COMMENT: This phase III trial is thoughtfully designed to address the unique needs of frail patients who require RIC allogeneic PBSC transplantation but face challenges with PTCy due to toxicity. Although highly effective in reducing GVHD, PTCy can be associated with delayed engraftment and an increased risk of infections and organ toxicity, which can be particularly problematic in this vulnerable population. By combining TAC and mini-MTX with RUX, a selective JAK1/2 inhibitor known for its immunomodulatory effects, this regimen offers a potentially gentler yet efficacious alternative that may improve safety and quality of life without compromising GVHD control. A key feature of this trial is the run-in phase specifically designed to refine the optimal dosing of RUX (5 mg or 10 mg twice daily) in combination with TAC/mini-MTX. Importantly, while TAC will be tapered in both arms according to physician discretion, the protocol mandates that patients remain on RUX for a full year. This prolonged duration aims to maximize the drug’s preventative benefits by consistently modulating the inflammatory milieu during the critical post-transplant period.

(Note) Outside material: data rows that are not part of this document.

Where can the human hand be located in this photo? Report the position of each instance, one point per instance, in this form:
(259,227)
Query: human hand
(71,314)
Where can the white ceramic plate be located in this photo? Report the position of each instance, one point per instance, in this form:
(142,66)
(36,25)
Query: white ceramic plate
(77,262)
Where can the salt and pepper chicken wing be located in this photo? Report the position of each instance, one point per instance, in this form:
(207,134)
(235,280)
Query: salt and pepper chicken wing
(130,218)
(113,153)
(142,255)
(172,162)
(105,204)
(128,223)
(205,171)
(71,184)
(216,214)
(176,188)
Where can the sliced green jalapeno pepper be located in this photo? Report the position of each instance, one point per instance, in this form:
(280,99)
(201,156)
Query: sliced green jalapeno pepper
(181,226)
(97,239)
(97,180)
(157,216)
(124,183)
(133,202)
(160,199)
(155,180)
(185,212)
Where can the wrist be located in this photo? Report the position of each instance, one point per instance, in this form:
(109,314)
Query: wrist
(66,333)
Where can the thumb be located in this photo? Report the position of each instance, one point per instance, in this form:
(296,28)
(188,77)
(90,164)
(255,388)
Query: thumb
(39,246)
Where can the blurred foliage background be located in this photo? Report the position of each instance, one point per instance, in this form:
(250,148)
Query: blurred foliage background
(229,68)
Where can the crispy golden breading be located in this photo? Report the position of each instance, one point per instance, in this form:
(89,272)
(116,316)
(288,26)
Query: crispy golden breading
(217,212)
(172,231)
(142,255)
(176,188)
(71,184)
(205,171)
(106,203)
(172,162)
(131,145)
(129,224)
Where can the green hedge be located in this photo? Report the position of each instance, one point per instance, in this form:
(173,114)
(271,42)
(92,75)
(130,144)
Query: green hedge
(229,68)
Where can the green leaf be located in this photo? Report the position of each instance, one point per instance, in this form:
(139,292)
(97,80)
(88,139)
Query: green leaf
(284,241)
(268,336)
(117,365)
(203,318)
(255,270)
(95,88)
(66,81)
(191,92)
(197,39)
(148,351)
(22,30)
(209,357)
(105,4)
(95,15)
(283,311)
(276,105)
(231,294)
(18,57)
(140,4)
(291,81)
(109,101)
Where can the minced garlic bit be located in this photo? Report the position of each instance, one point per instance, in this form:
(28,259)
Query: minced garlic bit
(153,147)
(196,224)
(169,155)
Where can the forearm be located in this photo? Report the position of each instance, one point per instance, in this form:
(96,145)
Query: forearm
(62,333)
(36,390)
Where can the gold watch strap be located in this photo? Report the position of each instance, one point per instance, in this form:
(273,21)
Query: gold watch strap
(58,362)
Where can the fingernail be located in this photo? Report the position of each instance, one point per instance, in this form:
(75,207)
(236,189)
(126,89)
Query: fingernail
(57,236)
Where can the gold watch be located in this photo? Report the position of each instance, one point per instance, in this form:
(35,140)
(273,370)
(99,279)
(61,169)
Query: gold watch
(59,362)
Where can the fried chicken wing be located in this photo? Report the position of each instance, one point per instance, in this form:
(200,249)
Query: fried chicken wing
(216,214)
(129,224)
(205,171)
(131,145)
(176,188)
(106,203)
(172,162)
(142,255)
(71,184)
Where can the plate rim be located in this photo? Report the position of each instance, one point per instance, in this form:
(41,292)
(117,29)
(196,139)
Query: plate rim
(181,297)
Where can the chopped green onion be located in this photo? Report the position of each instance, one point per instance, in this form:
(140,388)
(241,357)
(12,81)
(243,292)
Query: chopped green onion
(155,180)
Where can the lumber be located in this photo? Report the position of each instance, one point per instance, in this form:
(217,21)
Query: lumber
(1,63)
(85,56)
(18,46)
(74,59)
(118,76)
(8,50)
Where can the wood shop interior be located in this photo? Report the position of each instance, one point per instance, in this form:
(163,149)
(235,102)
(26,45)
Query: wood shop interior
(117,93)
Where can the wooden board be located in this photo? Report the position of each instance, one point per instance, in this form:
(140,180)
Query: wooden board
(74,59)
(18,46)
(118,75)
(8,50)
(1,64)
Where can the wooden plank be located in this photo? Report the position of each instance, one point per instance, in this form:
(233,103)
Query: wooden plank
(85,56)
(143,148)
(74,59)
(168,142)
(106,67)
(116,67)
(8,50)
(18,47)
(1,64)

The trial also incorporates pharmacologic and renal considerations related to RUX use. Because fluconazole significantly alters RUX metabolism by inhibiting CYP3A4, RUX will be dose-reduced by 50% to avoid excessive drug exposure in patients receiving concomitant fluconazole. Although posaconazole and voriconazole are also strong CYP3A4 inhibitors, the interaction between RUX and fluconazole is unique; thus, RUX dose modifications are not required with these agents. Moreover, dosing adjustments are included based on declines in creatinine clearance and in response to adverse events, including cytopenias and liver function abnormalities. These detailed guidelines demonstrate the trial’s commitment to safely integrating RUX into a prophylactic regimen for a high-risk patient population.

Much progress has been achieved in GVHD prevention in a very short period of time. This study may further advance the field through a strategy intended to reduce toxicity, while maintaining low rates of GVHD in older and frailer adults undergoing allogeneic transplantation.